Graduate Student Syed Abbas Bukhari, who is first author on the paper, led an analysis of the functions of groups of genes whose expression patterns paralleled one another at 30, 60 and 120 minutes.

“This revealed that the genes that change in tandem over time have similar functions,” Bell said. Such functional groups include genes that contribute to immunity, hormone activity, metabolism or homeostasis.

In the experimental fish, hormone gene expression was highest at 30 minutes, metabolism genes peaked at 60 minutes and genes linked to immune function and homeostasis were upregulated the most two hours after the encounter.

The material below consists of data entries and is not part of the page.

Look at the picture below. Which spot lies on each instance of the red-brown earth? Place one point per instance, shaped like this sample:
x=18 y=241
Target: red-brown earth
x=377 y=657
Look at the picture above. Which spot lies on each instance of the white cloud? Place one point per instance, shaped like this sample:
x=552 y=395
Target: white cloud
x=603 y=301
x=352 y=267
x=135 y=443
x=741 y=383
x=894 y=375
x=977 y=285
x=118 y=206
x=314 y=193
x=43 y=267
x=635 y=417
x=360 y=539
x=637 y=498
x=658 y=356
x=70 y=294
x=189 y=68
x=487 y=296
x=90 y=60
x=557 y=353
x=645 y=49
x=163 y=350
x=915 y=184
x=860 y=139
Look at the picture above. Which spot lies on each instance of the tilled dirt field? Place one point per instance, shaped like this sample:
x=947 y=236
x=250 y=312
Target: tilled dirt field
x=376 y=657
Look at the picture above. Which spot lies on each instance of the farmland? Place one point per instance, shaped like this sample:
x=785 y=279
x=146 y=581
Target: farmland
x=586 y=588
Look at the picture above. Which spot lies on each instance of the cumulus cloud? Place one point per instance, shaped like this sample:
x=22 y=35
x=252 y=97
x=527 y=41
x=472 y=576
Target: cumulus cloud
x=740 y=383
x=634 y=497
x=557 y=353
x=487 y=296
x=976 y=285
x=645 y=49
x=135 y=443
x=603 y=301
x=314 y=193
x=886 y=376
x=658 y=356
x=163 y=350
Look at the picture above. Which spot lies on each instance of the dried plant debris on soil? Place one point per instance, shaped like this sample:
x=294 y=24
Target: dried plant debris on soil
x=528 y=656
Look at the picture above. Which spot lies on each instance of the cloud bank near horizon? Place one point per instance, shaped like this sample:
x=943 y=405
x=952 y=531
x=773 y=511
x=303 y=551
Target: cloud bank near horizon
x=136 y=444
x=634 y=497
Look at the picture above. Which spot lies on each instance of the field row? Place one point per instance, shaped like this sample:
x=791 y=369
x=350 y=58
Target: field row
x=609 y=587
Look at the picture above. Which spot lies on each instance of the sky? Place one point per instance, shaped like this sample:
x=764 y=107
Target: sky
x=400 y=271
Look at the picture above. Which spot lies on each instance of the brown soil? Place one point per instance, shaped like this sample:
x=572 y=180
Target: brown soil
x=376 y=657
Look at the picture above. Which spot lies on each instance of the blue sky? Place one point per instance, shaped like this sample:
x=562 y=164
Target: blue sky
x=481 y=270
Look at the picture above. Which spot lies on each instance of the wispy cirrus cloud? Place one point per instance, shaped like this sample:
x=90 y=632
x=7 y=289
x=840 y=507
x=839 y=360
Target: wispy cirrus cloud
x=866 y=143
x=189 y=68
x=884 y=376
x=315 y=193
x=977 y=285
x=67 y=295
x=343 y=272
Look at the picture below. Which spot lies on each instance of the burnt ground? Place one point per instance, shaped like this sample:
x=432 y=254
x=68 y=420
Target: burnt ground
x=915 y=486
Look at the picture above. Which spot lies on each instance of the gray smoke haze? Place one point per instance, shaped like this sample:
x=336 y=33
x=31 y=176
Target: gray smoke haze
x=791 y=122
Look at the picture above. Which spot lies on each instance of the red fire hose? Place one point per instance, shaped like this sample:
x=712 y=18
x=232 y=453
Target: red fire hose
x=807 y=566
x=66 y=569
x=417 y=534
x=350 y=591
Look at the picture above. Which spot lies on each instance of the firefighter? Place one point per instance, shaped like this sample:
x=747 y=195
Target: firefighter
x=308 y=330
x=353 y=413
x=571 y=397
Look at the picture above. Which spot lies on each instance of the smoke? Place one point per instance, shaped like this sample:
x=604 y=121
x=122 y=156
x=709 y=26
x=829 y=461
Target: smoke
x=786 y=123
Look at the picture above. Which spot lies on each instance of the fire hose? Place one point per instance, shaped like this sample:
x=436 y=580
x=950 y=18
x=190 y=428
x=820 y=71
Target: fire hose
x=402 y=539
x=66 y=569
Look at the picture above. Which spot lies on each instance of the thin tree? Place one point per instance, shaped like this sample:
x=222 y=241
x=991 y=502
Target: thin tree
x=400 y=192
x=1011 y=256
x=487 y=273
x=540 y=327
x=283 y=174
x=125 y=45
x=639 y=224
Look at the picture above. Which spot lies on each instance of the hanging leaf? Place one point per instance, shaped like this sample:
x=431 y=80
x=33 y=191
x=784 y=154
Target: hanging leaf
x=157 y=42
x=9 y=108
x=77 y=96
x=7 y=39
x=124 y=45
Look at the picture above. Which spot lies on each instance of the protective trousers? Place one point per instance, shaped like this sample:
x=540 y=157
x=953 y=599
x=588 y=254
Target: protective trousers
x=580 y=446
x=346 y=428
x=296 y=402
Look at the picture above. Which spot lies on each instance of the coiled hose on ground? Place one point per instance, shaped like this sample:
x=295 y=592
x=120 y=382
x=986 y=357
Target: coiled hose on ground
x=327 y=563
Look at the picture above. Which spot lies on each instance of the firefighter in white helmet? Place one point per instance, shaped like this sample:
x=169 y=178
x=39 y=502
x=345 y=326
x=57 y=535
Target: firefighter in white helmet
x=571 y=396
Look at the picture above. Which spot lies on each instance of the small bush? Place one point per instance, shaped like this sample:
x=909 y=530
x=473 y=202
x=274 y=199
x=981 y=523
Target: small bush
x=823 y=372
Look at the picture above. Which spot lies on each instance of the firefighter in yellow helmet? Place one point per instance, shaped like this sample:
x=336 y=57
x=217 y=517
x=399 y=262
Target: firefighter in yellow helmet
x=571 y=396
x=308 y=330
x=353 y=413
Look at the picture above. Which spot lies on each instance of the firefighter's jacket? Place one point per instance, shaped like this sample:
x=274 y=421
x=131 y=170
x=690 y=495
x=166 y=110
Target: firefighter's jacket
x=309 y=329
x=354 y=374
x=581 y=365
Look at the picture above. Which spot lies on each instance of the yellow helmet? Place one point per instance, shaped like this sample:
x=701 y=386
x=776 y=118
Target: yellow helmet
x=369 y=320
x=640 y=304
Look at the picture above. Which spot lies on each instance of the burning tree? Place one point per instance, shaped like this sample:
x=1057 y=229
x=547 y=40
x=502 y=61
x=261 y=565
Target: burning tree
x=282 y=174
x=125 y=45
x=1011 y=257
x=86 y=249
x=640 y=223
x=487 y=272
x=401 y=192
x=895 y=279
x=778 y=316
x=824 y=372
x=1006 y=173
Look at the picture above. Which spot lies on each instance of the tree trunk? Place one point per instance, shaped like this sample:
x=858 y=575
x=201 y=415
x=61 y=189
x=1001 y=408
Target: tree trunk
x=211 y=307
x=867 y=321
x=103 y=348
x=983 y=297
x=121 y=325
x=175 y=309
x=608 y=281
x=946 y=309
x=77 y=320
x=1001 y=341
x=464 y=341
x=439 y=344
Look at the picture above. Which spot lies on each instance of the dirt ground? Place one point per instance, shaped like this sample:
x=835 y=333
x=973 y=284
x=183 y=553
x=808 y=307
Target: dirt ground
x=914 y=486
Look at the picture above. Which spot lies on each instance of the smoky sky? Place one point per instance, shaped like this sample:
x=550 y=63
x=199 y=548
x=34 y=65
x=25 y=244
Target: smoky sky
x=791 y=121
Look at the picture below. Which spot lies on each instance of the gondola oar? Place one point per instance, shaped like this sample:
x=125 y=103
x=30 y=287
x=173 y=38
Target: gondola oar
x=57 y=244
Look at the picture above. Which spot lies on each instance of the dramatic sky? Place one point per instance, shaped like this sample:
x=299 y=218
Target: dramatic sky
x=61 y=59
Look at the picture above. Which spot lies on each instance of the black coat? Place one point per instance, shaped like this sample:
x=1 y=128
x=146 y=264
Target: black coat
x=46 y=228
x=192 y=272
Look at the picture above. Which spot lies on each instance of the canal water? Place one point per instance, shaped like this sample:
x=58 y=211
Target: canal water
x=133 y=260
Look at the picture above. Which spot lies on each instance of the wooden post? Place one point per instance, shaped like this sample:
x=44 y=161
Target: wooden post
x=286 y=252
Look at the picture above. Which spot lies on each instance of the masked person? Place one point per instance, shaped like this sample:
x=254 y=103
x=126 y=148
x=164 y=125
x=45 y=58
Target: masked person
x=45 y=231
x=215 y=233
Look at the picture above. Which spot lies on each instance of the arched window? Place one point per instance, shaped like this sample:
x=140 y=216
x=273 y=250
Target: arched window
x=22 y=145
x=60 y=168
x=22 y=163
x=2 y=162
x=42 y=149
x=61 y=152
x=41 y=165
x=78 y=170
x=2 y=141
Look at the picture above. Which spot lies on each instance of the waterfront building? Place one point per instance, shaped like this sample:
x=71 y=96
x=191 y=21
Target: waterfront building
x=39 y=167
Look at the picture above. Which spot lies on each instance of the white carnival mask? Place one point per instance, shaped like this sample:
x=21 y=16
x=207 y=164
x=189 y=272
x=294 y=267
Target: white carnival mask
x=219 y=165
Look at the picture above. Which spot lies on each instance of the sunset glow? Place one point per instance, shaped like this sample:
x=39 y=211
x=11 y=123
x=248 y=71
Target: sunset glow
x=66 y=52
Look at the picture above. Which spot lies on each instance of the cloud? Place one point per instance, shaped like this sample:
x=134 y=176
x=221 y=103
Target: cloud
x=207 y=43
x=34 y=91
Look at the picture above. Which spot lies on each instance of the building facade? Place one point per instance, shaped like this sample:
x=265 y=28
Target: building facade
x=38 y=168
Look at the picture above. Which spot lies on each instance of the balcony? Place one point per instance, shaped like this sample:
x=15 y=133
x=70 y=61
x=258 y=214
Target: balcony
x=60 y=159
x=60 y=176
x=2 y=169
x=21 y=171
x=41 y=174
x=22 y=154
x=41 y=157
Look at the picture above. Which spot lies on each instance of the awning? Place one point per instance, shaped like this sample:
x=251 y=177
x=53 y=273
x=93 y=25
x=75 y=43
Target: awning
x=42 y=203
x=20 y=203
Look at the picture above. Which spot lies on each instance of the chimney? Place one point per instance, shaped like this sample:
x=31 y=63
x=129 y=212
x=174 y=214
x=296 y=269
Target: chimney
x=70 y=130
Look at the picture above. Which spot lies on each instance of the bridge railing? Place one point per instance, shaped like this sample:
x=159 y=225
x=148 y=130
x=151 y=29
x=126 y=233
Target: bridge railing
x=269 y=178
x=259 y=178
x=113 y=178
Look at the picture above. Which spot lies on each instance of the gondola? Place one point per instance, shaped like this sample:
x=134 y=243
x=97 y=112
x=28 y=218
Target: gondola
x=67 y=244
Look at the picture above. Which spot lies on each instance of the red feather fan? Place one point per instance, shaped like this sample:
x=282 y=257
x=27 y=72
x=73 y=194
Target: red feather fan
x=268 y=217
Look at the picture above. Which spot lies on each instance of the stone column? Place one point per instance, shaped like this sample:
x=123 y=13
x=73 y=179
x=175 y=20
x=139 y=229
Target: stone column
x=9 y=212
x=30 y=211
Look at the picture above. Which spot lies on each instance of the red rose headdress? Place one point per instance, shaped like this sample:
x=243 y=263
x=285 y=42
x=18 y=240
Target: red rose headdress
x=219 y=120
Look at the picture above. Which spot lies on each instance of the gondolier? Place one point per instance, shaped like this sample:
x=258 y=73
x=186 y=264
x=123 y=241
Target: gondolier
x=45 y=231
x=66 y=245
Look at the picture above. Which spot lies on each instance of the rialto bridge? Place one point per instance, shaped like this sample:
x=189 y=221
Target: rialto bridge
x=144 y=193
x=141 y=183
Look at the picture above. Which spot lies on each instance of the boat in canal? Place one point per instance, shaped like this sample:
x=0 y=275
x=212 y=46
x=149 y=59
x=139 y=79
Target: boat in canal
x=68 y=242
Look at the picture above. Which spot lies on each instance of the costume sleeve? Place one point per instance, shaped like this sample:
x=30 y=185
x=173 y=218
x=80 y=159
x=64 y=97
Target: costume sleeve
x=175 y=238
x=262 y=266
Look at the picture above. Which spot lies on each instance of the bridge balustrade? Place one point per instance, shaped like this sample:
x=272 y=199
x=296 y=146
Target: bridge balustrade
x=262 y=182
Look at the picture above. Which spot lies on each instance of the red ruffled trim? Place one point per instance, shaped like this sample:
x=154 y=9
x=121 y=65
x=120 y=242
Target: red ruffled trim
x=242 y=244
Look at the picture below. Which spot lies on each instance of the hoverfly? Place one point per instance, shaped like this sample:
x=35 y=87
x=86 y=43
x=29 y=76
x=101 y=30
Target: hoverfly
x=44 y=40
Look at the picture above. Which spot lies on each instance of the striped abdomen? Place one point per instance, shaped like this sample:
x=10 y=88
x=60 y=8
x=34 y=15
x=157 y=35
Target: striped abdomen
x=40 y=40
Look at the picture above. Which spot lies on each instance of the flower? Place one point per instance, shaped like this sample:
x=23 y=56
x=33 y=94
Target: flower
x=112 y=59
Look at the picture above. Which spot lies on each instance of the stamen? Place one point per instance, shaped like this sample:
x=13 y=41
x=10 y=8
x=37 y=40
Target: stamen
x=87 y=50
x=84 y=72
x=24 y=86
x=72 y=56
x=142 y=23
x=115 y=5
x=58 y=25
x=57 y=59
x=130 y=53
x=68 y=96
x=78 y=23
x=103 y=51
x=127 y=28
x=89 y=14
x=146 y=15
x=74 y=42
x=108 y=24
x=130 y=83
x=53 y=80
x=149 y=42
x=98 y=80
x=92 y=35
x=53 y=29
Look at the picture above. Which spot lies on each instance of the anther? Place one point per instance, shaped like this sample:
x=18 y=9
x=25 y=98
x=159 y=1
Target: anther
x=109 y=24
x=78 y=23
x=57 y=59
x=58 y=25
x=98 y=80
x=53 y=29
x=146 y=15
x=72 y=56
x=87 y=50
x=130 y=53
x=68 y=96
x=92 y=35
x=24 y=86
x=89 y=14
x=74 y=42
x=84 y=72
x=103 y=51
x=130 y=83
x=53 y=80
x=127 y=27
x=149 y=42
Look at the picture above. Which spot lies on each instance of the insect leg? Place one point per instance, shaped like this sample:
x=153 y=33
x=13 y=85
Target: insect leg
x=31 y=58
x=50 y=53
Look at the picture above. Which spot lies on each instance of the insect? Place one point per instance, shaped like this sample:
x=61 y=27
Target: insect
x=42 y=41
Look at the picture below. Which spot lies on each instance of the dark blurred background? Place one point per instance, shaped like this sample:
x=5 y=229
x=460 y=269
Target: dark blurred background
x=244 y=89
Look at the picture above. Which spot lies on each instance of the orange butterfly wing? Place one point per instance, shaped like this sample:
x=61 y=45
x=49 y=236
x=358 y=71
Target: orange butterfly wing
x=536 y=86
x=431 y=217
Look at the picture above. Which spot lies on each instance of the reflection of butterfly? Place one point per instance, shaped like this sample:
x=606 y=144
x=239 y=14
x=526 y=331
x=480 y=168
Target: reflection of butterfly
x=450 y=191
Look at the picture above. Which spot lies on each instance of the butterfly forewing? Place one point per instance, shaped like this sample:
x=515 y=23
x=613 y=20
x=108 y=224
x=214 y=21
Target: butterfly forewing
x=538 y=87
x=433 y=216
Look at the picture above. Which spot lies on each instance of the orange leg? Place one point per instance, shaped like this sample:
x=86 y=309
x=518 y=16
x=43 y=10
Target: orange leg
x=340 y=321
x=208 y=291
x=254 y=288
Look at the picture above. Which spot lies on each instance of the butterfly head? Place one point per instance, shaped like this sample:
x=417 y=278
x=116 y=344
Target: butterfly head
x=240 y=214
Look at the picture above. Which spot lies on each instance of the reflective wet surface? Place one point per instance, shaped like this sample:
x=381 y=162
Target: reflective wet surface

 “We’re seeing changes in gene expression even two hours after the fish interacts with an intruder. Clearly, those changes are not about the animal’s initial behavior,” Bell said. “We haven’t studied learning and memory, but we think that these chromatin modifications and changes in gene expression are all about setting up their brains to respond to threats in the future.”

Previous studies suggest that the fish are learning the limits of their territory, Bell said. “Their territory basically ends where they successfully chased away an intruder,” she said.

“Our findings made me feel very humble; I really did not appreciate how much is going on in these guys’ brains,” Bell said. “If you watch sticklebacks in natural populations, they’re constantly fighting with their neighbors. Our study just looked at what happened after a five-minute interaction, once. They’re doing this all day long, over and over again.”

The new results are part of a large-scale team science research project funded by the Simons Foundation through the IGB.